The counterterror expert I spoke to who offered the most unequivocal support for enhanced security at the site was Kip Hawley, a former head of the Transportation Security Administration. Hawley saw both threat-based and emotional justifications for heightened security. But even he would not enter into a discussion on the effectiveness of the specific measures at the memorial. Neither would a Sept. 11 memorial representative, except to say that the security protocols are appropriate for the twice-targeted WTC site.
Again, for the sake of argument, let’s assume there is a risk and that the Sept. 11 memorial’s security regime effectively lowers it. Then it’s worth it, right?
Maybe not even then. I suggested to Schneier that although the security measures wouldn’t stop a coordinated attack by al-Qaida, they might deter a lone actor. He agreed but noted that the security measures wouldn’t stop that lone unsophisticated actor — they’d only shift the location of his attack. In terms of lives lost, if not symbolism, an attack would be just as bad “in a million places,” said Schneier. In many — a crowded mall or train — it might be much worse.
But doesn’t the 9/11 site deserve special protection? That’s essentially the view of experts who supported enhanced security simply because the site is so iconic. Schneier calls that an emotional argument “which will cost lives, rather than save them, if the money could be better spent elsewhere.” Schneier’s approach doesn’t account for the emotional weight of the 9/11 site. And who knows — presumably there’s plenty of “smart” security, too, behind the scenes. But his point — that every dollar we spend on security theater is a dollar we don’t invest in smarter security — gets harder to ignore each time your memorial ticket is checked, scanned, or drawn on with the blue pen.
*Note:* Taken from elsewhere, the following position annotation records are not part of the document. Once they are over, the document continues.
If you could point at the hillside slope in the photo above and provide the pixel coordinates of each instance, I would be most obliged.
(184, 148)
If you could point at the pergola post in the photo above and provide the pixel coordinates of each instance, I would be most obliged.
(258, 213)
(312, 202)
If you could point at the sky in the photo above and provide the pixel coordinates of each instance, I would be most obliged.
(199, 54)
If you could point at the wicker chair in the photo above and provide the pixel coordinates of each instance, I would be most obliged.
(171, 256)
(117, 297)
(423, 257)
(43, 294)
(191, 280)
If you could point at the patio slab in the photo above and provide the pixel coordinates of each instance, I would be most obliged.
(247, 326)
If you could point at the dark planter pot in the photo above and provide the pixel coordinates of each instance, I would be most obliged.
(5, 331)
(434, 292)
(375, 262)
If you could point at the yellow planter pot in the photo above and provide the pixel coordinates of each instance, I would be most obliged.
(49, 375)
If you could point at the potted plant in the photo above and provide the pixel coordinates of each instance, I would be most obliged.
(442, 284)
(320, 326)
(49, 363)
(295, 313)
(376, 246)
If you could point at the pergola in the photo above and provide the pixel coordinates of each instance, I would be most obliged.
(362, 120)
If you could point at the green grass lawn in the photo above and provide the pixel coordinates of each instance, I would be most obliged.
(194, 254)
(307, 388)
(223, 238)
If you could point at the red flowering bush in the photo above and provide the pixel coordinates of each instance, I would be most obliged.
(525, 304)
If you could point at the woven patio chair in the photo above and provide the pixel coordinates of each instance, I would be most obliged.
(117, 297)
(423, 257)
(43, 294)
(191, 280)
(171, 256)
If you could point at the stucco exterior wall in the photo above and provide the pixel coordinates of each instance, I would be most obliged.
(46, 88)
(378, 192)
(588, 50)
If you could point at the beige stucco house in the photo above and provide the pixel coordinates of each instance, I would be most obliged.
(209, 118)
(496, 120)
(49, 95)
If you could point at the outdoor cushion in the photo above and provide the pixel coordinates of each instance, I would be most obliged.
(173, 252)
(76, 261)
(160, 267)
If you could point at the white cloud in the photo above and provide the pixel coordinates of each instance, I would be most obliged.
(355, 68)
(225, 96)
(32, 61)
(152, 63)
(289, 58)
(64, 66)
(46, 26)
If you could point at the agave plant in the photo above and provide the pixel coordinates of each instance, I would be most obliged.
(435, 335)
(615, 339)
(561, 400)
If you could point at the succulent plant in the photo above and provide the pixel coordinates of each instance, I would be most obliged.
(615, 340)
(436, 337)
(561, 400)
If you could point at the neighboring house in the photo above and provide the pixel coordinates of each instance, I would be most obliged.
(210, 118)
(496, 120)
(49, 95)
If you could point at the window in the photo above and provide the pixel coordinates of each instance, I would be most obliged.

Why else might the Sept. 11 memorial’s security not be worthwhile? Because it makes the site less open and accessible. Bizarrely, the Web page that lists the memorial’s limited hours (10 a.m. until 6 or 8 p.m., depending on the season) also describes the memorial as a place “meant to be experienced at all times of the day.” I asked Barrett if he could think of any similarly restricted locations; he suggested hotels in Kabul and Islamabad.
In terms of balancing America’s most cherished values, no other American memorial marking a terrorist act has struck anything like the “balance” New York has. The Oklahoma City memorial, the Flight 93 memorial, even the Sept. 11 memorial at the Pentagon: None require advance names, photo ID or airport-style security, let alone all three. The outdoor Oklahoma City memorial — open 24/7 year-round — seems more concerned with helping visitors find nearby doggie daycare than burdening them with byzantine rules and regulations. Abroad, access to highly urban memorials in freedom-loving countries better acquainted with terrorism — Spain, the United Kingdom — is unfettered. Neither the memorial to the London July 7, 2005, attacks nor the Madrid station bombing memorial require preregistration, ID, or security checks.
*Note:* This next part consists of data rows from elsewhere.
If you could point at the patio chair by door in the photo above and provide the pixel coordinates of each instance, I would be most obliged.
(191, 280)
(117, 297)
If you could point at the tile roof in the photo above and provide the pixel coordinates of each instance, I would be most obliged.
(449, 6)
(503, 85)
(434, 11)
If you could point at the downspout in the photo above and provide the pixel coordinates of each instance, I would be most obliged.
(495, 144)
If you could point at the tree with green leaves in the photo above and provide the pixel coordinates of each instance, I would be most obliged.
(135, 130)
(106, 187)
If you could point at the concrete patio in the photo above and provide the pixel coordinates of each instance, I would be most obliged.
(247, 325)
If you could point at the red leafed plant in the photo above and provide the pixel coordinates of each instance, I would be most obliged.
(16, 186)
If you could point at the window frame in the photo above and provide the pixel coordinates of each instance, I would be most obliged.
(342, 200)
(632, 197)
The Sept. 11 memorial’s security is perfect in at least one inadvertent sense: There’s no better place to consider our national reaction to 9/11 than at the memorial, and its security regimen inspires us to do just that. Indeed, much of the memorial experience — the ID requirements, long lines, senselessly repetitive checks of home-printed documents, restrictions on personal belongings, agents snapping between diligence, boredom, and aggression — recalls nothing so much as post-9/11 air travel.